Lors d'une audition à l'Assemblée nationale, Frédéric Veaux a justifié la décision de démettre de ses fonctions le directeur de la police judiciaire de la zone sud, Éric Arella, sur fond de contestation de la réforme de la PJ. "Les limites ont été franchies", a indiqué le chef de la police, qui avait dû franchir une "haie de déshonneur", la semaine dernière, lors d'une visite à l'hôtel de police de Marseille. 

Les images ont fait le tour des médias et des réseaux sociaux. Le directeur général de la Police nationale, accueilli devant l'Évêché par 200 policiers en tenue, leur gilet "police judiciaire" barré d'un bandeau noir puis, à sa sortie de réunion, contraint de fendre une "haie de déshonneur" formée par des fonctionnaires de police bras croisés et visages fermés, dans un silence glacial. Au lendemain de cette mobilisation destinée à protester contre le projet de réforme de la police judiciaire, le patron de la PJ de la zone Sud, Éric Arella, était limogé. Une décision qui a elle-même suscité un fort mouvement de soutien à ce dernier au sein de l'institution. 

Six jours après cet épisode, Frédéric Veaux était auditionné, mercredi 12 octobre, par les députés de la mission d'information sur la réforme de la police judiciaire. Visiblement marqué par la scène à laquelle a donné lieu sa visite à Marseille, le haut-fonctionnaire a jugé que l'éviction du directeur de la PJ était inéluctable. "Les limites ont été franchies", a-t-il plaidé, estimant que les "chefs sont responsables de ce qu'il se passe dans les services". "On était dans un cadre inhabituel. On peut manifester, on peut faire une conférence de presse, des tracts assez agressifs, voter aux élections professionnelles. Mais on ne peut pas accepter ce type de comportements." Et d'affirmer que le départ d'Éric Arella, fonctionnaire doté de "très grandes qualités professionnelles", n'a aucun lien avec une quelconque opposition à la réforme de la police judiciaire.

Une réforme "nécessaire"

Au-delà de cette épisode, symbole d'une fronde d'ampleur au sein de la PJ, le DGPN a tenté de convaincre du bien-fondé de la réforme, qu'il a jugée "particulièrement nécessaire". Le projet prévoit de départementaliser tous les services de police - renseignement, police judiciaire, sécurité publique et police aux frontières - et de les placer sous l'autorité d'un seul directeur départemental. Une petite révolution, puisqu'à l'heure actuelle ces différents services dépendent d'une direction nationale. "Personne ne conteste le fait que notre organisation est cloisonnée et très centralisée", a souligné Frédéric Veaux durant son audition.

Dans le cadre de cette réforme, les enquêteurs de la police judiciaire seraient intégrés à une "filière investigation", au côté de ceux de la sécurité publique.

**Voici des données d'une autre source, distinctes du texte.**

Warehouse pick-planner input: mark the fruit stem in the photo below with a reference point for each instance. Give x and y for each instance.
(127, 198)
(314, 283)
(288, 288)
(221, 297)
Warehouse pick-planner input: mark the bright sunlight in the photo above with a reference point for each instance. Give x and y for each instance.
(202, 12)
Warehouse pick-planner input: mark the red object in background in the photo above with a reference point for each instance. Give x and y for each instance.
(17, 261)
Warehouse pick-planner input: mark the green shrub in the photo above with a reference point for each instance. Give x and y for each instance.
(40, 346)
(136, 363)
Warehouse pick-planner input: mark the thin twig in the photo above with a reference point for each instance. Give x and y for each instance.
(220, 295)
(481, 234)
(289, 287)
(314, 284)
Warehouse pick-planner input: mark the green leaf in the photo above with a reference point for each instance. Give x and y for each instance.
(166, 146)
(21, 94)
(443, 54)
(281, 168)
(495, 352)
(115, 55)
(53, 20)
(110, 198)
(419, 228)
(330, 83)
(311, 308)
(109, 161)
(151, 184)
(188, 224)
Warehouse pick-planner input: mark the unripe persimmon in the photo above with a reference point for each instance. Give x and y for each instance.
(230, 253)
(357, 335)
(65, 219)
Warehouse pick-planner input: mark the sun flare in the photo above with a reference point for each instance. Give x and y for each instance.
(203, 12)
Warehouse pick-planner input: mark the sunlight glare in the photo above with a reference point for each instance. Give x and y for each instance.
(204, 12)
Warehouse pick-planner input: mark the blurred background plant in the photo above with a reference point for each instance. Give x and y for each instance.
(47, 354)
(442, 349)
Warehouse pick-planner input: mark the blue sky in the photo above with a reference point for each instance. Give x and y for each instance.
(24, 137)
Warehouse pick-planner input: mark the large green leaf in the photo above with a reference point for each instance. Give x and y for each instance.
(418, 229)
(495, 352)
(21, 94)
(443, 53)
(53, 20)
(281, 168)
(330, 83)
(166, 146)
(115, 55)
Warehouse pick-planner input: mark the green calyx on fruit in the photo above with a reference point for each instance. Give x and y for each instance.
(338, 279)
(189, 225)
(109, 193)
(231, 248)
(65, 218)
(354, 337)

Ce qui leur fait craindre de devoir abandonner leur cœur de métier pour devoir, eux aussi, se charger de la délinquance du quotidien. "À l'heure actuelle, le cloisonnement complet de ces services aboutit à des doublons, et même à des logiques de concurrence", a souligné le DGPN. Et d'évoquer la baisse des taux d'élucidation, les difficultés connues par la filière judiciaire et la complexification de la procédure pénale. Sensible au mouvement de fronde, le ministère de l'Intérieur, Gérald Darmanin, s'est dit ouvert aux négociations. Mais pas question de revenir sur la réforme.